宮司の直井です。
節分といえば豆まき、というほど日本の暮らしに深く根付いた行事ですが、「なぜ豆をまくのか」と改めて考える機会は意外と少ないのではないでしょうか。今回は、一般的に知られている節分の意味から、神社で行われる節分祭の考え方、そして少し神話に寄り道しながら「本当に豆でよかったのか?」という視点までお話ししたいと思います。
節分とは何の日か
節分とは、文字どおり季節の分かれ目を意味する言葉です。現在では立春の前日を指しますが、もともとは立夏・立秋・立冬の前日も節分と呼ばれていました。
季節が切り替わるときは、体調や気分が不安定になりやすく、昔の人々はそこに災いや穢れが入り込みやすいと考えてきました。そのため節分は、新しい季節を迎える前に身の回りを整える「祓いの日」とされてきたのです。
なぜ節分に豆をまくのか
豆まきの由来には、いくつかの意味が重なっています。
まずよく知られているのが、「豆(まめ)=魔を滅する(まめ)」という言葉の響きです。声を出し、豆を投げることで、目に見えない災いを追い払う力があると考えられてきました。
また、豆は土に蒔けば芽を出す、生命力の象徴でもあります。節分に豆をまくことは、悪いものを祓うだけでなく、これから育っていく命の場を整えるという意味も含んでいます。
なぜ豆は「炒る」のか
節分で使われる豆は、生豆ではなく炒り豆です。
これは、生の豆をまくと芽が出て、祓ったはずの災いが再び芽吹くと考えられていたためです。
一度火を通した豆を使うことで、祓ったものが戻ってこないようにするという、日本人らしい細やかな考え方が表れています。
神社で行われる節分祭の豆まき
神社の節分祭で行われる豆まきは、単なる行事や催しではありません。
一年の災厄を祓い、地域全体の無事を願い、新しい季節を清らかに迎える。そうした祈りを、誰の目にも分かる形にしたものが豆まきです。家庭で行う豆まきも、この考え方は同じで、大切なのは形よりも心の持ちようにあります。
ところで、神道的には「豆」でいいのか
ここで少し、神話の話をしてみましょう。
日本神話では、イザナギ命が黄泉の国から逃げ帰る際、追いかけてくる黄泉の者たちに向かって桃の実を投げたと語られています。この桃によって、災いは退けられ、現世は守られました。

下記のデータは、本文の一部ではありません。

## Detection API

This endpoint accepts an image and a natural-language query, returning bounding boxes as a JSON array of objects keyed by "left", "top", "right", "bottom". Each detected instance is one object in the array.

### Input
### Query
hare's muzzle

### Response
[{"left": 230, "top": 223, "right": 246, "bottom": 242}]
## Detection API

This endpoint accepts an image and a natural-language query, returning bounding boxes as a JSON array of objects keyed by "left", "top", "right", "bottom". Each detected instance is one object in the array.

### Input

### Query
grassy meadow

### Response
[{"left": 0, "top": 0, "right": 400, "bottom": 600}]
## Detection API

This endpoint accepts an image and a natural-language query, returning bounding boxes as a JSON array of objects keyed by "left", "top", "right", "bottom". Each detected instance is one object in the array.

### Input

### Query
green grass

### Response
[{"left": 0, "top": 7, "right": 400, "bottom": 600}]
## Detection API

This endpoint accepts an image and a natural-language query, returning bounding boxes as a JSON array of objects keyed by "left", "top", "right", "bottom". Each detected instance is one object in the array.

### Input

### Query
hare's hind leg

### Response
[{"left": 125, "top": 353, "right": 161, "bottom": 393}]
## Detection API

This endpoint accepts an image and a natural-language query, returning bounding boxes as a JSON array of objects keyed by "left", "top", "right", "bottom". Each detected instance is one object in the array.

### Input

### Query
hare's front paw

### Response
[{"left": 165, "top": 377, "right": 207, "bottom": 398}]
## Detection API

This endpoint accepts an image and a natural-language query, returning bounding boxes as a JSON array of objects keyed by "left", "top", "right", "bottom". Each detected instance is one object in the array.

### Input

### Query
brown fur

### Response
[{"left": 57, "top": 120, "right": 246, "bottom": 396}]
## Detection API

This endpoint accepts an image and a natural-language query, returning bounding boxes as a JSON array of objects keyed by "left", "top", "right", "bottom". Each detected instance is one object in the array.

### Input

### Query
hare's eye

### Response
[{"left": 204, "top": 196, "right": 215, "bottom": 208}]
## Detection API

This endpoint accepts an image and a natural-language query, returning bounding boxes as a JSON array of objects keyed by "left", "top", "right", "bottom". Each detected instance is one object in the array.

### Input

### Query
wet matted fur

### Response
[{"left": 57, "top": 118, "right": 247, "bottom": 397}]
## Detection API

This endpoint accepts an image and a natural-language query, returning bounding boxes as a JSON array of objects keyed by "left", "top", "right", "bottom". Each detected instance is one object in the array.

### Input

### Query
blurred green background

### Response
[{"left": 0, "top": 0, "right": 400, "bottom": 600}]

つまり、神話の世界では、災いを祓ったのは豆ではなく桃なのです。
そう考えると、「節分は本当は桃まきのほうが神道的には正しいのでは?」と思えてきますが、さすがに桃を投げるわけにもいきません。
そこで登場するのが、手に入りやすく、扱いやすく、しかも意味が重なった豆だったのでしょう。
豆も桃も、役割は同じ
豆と桃に共通しているのは、災いを倒すのではなく、近づけないという考え方です。
神道における祓いは、力で打ち負かすことではありません。境を定め、こちら側を清らかに保つこと。豆まきも、桃の神話も、その本質は同じところにあります。
節分の豆まきが伝えていること
節分に豆をまくのは、鬼を怖がらせるためでも、誰かを追い払うためでもありません。
一年の節目に、自分の内と外を見つめ直し、新しい季節を迎える準備をするための、日本人らしい知恵です。
豆であれ、桃であれ、大切なのは祓いの心。
節分祭は、そのことを今に伝えてくれる大切な行事なのです。